A la mañana siguiente, en la Plaza Central de Humanidad, donde el muchacho había derramado sangre por Justicia, todavía se encontraban los padres del niño. Mientras éste se debatía entre la vida y la muerte, en uno de los salones de la Academia, su madre lloraba desconsolada sobre las rocas ensangrentadas del mosaico que formaba el suelo de la plaza, mientras su padre permanecía ahí de pie, al lado de su mujer, con la mirada perdida, completamente ido.
Con las primeras luces del día también habían aparecido los primeros curiosos, que no tardaron en formar varios grupos alrededor del lugar. Pero no fue hasta cuando el sol ya había asomado por completo por sobre las estribaciones del este, y la plaza estaba casi llena en torno a los desconsolados padres, que la multitud de la zona aledaña a los corrales comenzó a abrir paso a una hermosa joven que había irrumpido en la plaza de pronto.
Su caminar seguro, y su porte lleno de autoridad, hacía que los que estaban frente a ella retrocedieran y se apretujaran unos contra otros para darle paso; y si su porte no los convencía de moverse, lo hacía la espada de doble filo que llevaba en una de las manos. Sus oscuros cabellos caían grácilmente sobre sus hombros y se derramaban en erráticos rizos hacia su espalda; la piel que se lucía debajo de la blanca túnica, ceñida a la cintura con una cuerda, también blanca, era pálida y suave; su boca, de labios encarnados, parecía leve por el gesto serio que llevaba. Nadie la habría reconocido, de no ser por la larga venda que llevaba sobre los ojos.
Su andar firme, aunque lento, la llevó hasta el centro de la plaza, frente a los padres del muchacho.
- ¿Qué hacéis acá, que no os encontráis al lado de vuestro hijo? – dijo bajando el rostro hacia la mujer, como si tras el lienzo áspero pudiera verla – Deberéis guardar fuerzas para dar sepultura al niño, pues, en este instante, está muriendo.

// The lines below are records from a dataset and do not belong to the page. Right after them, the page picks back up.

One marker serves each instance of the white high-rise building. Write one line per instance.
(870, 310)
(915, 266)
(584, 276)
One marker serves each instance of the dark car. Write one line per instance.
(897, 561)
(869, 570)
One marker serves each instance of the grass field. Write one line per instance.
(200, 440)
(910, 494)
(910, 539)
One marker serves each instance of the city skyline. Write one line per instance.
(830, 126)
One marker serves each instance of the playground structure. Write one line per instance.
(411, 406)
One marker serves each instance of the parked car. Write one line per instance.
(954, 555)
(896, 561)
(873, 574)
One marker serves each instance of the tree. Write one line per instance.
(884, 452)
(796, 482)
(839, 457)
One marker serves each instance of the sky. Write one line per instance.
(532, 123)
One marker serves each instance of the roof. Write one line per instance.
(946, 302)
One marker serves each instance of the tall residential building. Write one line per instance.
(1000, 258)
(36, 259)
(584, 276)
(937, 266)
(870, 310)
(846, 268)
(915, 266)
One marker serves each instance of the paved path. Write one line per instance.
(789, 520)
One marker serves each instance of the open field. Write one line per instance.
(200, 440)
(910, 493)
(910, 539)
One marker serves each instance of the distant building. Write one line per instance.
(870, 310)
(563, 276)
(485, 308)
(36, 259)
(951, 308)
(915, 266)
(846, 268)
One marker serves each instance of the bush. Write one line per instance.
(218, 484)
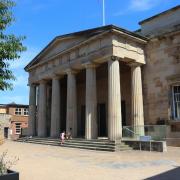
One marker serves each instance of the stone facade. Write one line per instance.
(13, 118)
(93, 82)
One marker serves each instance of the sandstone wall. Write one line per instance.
(159, 74)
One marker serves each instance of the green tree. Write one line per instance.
(10, 45)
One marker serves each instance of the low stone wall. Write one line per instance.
(1, 137)
(159, 146)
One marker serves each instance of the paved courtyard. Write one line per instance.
(39, 162)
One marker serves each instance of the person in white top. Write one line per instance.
(62, 136)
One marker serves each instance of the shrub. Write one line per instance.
(6, 164)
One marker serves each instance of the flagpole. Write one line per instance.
(104, 13)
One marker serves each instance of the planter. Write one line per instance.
(11, 175)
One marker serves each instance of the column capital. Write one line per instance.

Tras decir esto siguió su camino y el gentío siguió dándole paso hasta que salió de la plaza, y luego del pueblo, y luego de la comarca, hasta perderse entre los viejos árboles del bosque del oeste, donde nadie iba nunca. Humanidad no más la volvió a ver, sin embargo todos sabían que ella seguía ahí, en ese bosque. Lo recuerdan cuando gritos desgarradores descienden sobre Humanidad, seguidos de rugidos y estallidos de madera, como si los árboles fueran arrancados de raíz y destrozados con fuerza demoniaca. Nadie la volvió a ver, por supuesto, pero su presencia quedaría eternamente en medio de nosotros. Incluso le atribuyeron a ella y su extraña aura que, al día siguiente, fuera encontrado el Consejero Real, Talión, ahorcado en su habitación.